All these registrations are simply done by visiting a tax office close to where your business is domicile, filling the necessary forms provided and attaching all necessary documents required.
• Value Added Tax (VAT) returns: Every business once registered is expected to start filing VAT returns on or before the 21st day of the month for the VATable transactions of the previous month. The FIRS VAT Form 002 should be filled correctly and the e-ticket evidencing payment of the VAT payable attached. A NIL VAT returns is filed when, but not only if, no sales was recorded in the previous month and a bank statement should be attached to prove that.
• Annual PAYE returns: This returns is expected to be filed on or before the 31st of January of every year in respect of the PAYE tax deducted and remitted in the previous financial year. The returns include the employer’s declaration of the gross income of employees and PAYE taxes paid for the immediate preceding year on a schedule referred to as Form H1 including the receipts for the PAYE remittances and a projected payroll of the current year but in some states apart from Lagos there has to be attached another schedule showing the income, deductions and tax paid relevant for the three preceding years referred to as form H2.
• Company Income Tax (CIT) returns: Limited liability Companies have a duty to file CIT returns on or before six months after the company’s accounting year end on an annual basis with the current year being referred to as the Year of Assessment in which the returns are due for submission and taxes are due for payment.
• Withholding Tax (WHT): This returns should be filed on or before the 21st day of the month following the month in which the deductions were made or when the transactions occurred depending on the nature of transaction and the provisions of the law as regards such.
Taxes to be paid
• Personal Income Tax (PIT)/Company Income Tax (CIT): Companies are to pay 30% of their chargeable income to the FIRS while enterprises/business names are to pay PIT using the tax graduation table.
• Value Added Tax (VAT): VAT is a consumption tax levied at every level of production and ultimately borne by the final consumer. Businesses add VAT at the rate of 5% to the sales price of the goods or services they offer in Nigeria. They also pay VAT, just like consumers, on goods and services that they consume.
• Pay as You Earn (PAYE): Businesses are expected to deduct PAYE tax correctly from the salaries paid to their employees/staff. They are to remit same to the relevant SIRS on or before the 10th day of the month following the month of deduction.
• Withholding Tax (WHT): This is an advance payment of income tax. Every business is required to make deductions from every taxable person with whom the company has business dealings (Vendors/suppliers, Investors) etc. using the rates as listed in provisions of the tax laws and remit same to the relevant tax authority when payments are being made or when it becomes due depending on the provisions of the law as regards such. e.g. WHT on Rent, Dividend and Interest are paid when it becomes due but WHT on Contract/supply is due when payments are being made in line with the provisions of the law.

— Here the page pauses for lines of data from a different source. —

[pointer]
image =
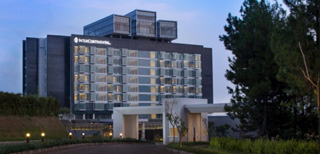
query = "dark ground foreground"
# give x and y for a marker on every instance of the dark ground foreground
(115, 149)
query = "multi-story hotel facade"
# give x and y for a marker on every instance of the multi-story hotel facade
(120, 61)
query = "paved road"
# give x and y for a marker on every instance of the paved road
(115, 149)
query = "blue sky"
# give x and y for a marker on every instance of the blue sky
(199, 22)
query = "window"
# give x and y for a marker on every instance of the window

Conclusively, we understand that in the pursuit for companies to survive and seal business deals, there may be no adequate time to coordinate the accounting and tax related issues so, engaging the services of a tax and accounting expert will save you the stress and time of having to manage all your tax matters while allowing you to focus on your core business activities avoiding penalties and sanctions at the same time.
Wishing you a Most Compliant and Productive start-up!